Gary Tetz

It wasn’t expected. He just up and died. 

One day he was happily walking the Earth with the rest of us, the next he was gone. I barely knew him and don’t know the back-story, just that it happened at home, where he lived alone, and that he left an accordion. I know that because it’s mine now. 

The deceased and I shared only one thing in common — the same elderly accordion teacher, who was hit hard by the loss. Out of respect for his student and friend of more than 40 years, he wanted the instrument to go where it would be properly valued and cared for. Most of all, he just wanted someone to keep playing it, which I rather flippantly agreed to do.

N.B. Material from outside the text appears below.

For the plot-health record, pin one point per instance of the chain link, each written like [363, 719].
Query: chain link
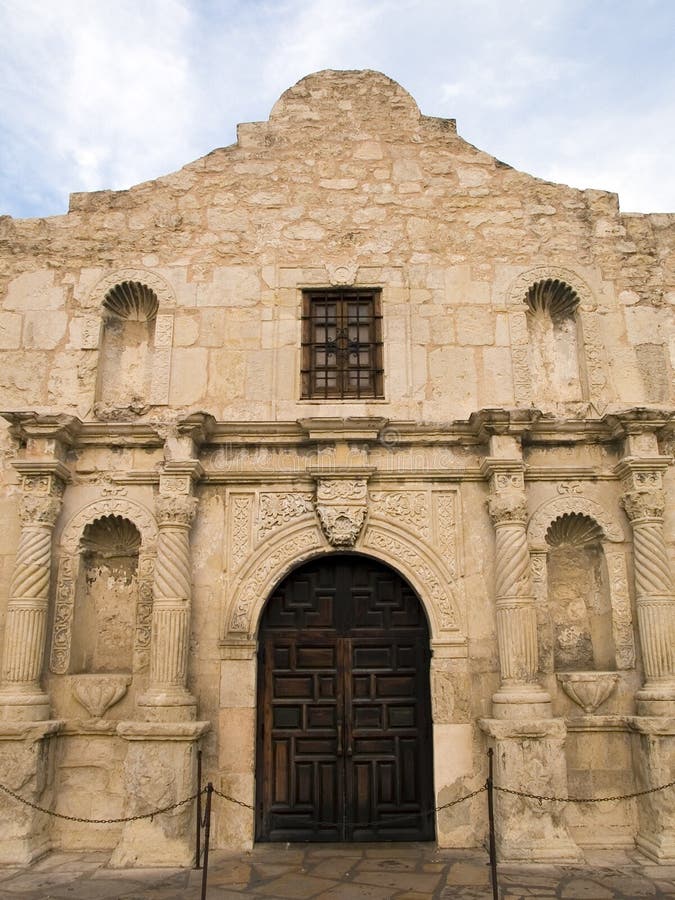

But that promise became unexpectedly sacred the first time I lifted the accordion into position, put fingers to keys and started the bellows breathing again. 

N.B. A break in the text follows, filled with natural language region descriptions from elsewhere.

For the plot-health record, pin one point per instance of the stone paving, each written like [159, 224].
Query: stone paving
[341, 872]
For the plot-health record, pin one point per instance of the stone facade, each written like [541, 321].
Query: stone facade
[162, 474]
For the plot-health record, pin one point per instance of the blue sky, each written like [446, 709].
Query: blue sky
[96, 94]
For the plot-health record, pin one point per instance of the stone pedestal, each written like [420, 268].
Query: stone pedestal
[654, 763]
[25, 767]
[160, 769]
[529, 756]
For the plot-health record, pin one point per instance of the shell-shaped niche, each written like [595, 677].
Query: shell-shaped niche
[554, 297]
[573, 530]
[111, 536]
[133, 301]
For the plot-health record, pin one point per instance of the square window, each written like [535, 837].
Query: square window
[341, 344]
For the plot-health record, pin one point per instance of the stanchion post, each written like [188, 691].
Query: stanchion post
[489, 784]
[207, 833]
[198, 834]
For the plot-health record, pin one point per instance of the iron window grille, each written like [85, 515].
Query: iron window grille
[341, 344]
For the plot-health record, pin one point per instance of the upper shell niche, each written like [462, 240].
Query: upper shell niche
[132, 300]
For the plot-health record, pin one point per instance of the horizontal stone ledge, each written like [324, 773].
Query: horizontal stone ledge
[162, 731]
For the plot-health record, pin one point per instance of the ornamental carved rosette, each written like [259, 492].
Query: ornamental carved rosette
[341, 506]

I don’t play well, to say the least, but even through my fumbling ineptitude, the power of the moment hit with all the subtlety of a cartoon anvil falling from the sky. To continue in my life what death interrupted in his is a sobering honor indeed.  

For those in the world of long-term care, though, my epiphany probably doesn’t seem so startling,  because you rediscover it every day. 

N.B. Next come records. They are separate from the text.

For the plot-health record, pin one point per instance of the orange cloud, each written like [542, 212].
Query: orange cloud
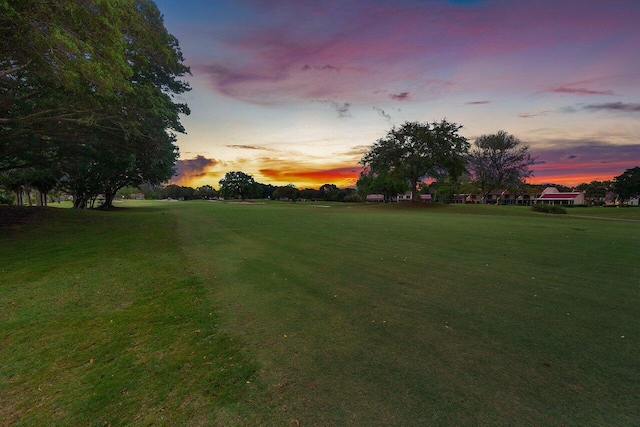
[314, 178]
[189, 170]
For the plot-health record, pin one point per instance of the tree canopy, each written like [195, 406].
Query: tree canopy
[236, 184]
[412, 152]
[627, 184]
[499, 160]
[86, 89]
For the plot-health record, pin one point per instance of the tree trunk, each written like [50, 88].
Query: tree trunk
[108, 199]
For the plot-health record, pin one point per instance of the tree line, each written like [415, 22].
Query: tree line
[414, 152]
[87, 97]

Over the years, I’ve talked to dozens of you about your deepest motivations, and am convinced your service to the living is primarily driven by a desire to honor the memory of those who have already passed from your care. 

With the weight of that commitment comes an implicit understanding that your mantle will one day be taken up by others, when the tables turn and the caregiver becomes the cared for.

As heart-wrenching human stories end and others take their place, you are an inspiring link in an eternal chain of homage and respect. The accordion is in your hands. Thanks for playing it forward.